Напряженная, я стояла на вокзале, прислонившись к столбу. Карл с подругой беседовали неподалеку. Их голоса звучали приглушенно, а силуэты были размыты и тусклы. Из глубин памяти внезапно поднялось прошлое. Вокзал Балтимора и Огайо в Нью-Йорке, 10 июля 1892 года, я стою на подножке уходящего поезда, вцепившись в Сашу. Поезд набирает ход, я спрыгиваю и бегу следом, простирая руки и отчаянно крича: «Саша! Саша!»

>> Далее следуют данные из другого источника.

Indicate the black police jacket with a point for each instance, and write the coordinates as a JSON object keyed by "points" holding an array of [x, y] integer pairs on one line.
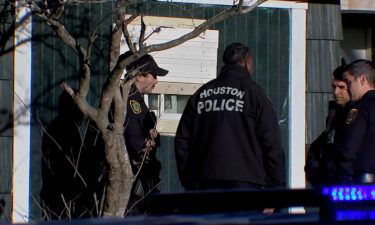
{"points": [[356, 153], [229, 131]]}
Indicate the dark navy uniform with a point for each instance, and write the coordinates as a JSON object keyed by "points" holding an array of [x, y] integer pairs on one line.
{"points": [[229, 132], [139, 121], [356, 150]]}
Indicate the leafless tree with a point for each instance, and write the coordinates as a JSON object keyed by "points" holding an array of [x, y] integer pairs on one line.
{"points": [[114, 91]]}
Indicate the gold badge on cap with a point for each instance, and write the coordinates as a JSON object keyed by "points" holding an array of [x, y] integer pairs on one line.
{"points": [[136, 107], [351, 116]]}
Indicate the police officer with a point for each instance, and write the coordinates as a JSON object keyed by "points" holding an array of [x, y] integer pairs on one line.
{"points": [[356, 153], [141, 137], [228, 135], [320, 165]]}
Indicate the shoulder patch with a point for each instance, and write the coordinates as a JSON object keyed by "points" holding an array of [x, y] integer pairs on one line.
{"points": [[136, 106], [351, 116]]}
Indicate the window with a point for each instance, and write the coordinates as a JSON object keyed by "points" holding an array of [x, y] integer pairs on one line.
{"points": [[167, 106]]}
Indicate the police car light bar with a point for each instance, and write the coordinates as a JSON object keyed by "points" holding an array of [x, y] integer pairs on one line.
{"points": [[350, 193]]}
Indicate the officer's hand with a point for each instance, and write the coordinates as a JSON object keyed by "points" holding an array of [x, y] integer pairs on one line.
{"points": [[153, 133]]}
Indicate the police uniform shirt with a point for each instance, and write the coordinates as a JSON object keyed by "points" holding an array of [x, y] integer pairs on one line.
{"points": [[356, 150], [139, 121]]}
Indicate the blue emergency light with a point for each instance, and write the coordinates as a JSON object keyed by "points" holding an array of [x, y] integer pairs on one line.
{"points": [[350, 193]]}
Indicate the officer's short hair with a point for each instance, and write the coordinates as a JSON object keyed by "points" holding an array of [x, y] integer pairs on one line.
{"points": [[235, 52], [362, 66]]}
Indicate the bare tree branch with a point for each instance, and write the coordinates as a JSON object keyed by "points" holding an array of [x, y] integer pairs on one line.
{"points": [[204, 26], [142, 35]]}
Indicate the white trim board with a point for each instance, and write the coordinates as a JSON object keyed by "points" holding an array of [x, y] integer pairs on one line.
{"points": [[268, 4], [297, 96], [21, 124]]}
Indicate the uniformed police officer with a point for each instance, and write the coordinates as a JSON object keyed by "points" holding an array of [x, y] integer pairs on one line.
{"points": [[228, 135], [320, 166], [356, 153], [141, 137]]}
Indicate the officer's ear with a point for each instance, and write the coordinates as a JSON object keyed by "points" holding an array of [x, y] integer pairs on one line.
{"points": [[363, 79]]}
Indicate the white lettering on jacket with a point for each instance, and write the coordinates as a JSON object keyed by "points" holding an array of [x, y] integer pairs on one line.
{"points": [[221, 99]]}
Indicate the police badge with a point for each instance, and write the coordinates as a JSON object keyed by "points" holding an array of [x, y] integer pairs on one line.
{"points": [[136, 107], [351, 116]]}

Кто-то тянул меня за рукав, голоса звали: «Эмма! Эмма! Поезд пришел. Скорее, к выходу!» Карл с девушкой побежали вперед, я хотела последовать за ними, но мои ноги будто онемели. Я остановилась, вцепившись в столб, сердце бешено колотилось.

Друзья вернулись, между ними нетвердой походкой шел незнакомец. «Вот и Саша!» — воскликнул Карл. «Разве этот незнакомец — Саша?» – удивилась я. Его лицо было мертвенно бледным, глаза прикрыты огромными неуклюжими очками, шляпа была велика, слишком глубоко сидела на голове — он выглядел жалко и нелепо. Я встретилась с ним взглядом и увидела протянутую мне руку. Меня охватили ужас и жалость, непреодолимое желание прижать Сашу к груди. Я подарила ему розы, которые принесла с собой, обняла и поцеловала. Слова любви и страсти горели у меня на губах, но так и остались невысказанными. Я взяла его за руку, и мы шли в молчании.

Мы прибыли в ресторан, Карл заказал еду и вино. Мы пили за Сашу. Он сидел в шляпе и молчал, в глазах застыло затравленное выражение. Раз или два он улыбнулся — это был болезненный, безрадостный оскал. Я сняла с него шляпу, он испуганно отпрянул, воровато оглянулся вокруг и молча надел ее снова. Его голова была обрита! Слезы навернулись на глаза; прощальное оскорбление после стольких лет жестокости: они обрили ему голову и нарядили в эти ужасные вещи, чтобы на него глазел весь мир. Я сдержала слезы и притворилась веселой, сжимая его бледную прозрачную руку.

Наконец мы с Сашей остались одни в отдельной комнате дома у Карла. Мы смотрели друг на друга, как дети, брошенные в темноте. Мы сидели рядом, держась за руки, я болтала о пустяках, не в силах выразить то, что переполняло мое сердце. Наконец, полностью вымотанная, я поплелась в постель. Саша, свернувшись калачиком, прилег на диван. В комнате было темно, лишь огонек Сашиной сигареты то и дело пронзал черноту. Мне было душно и зябко одновременно. Вдруг я услышала, как Саша на ощупь приблизился и прикоснулся ко мне дрожащими руками.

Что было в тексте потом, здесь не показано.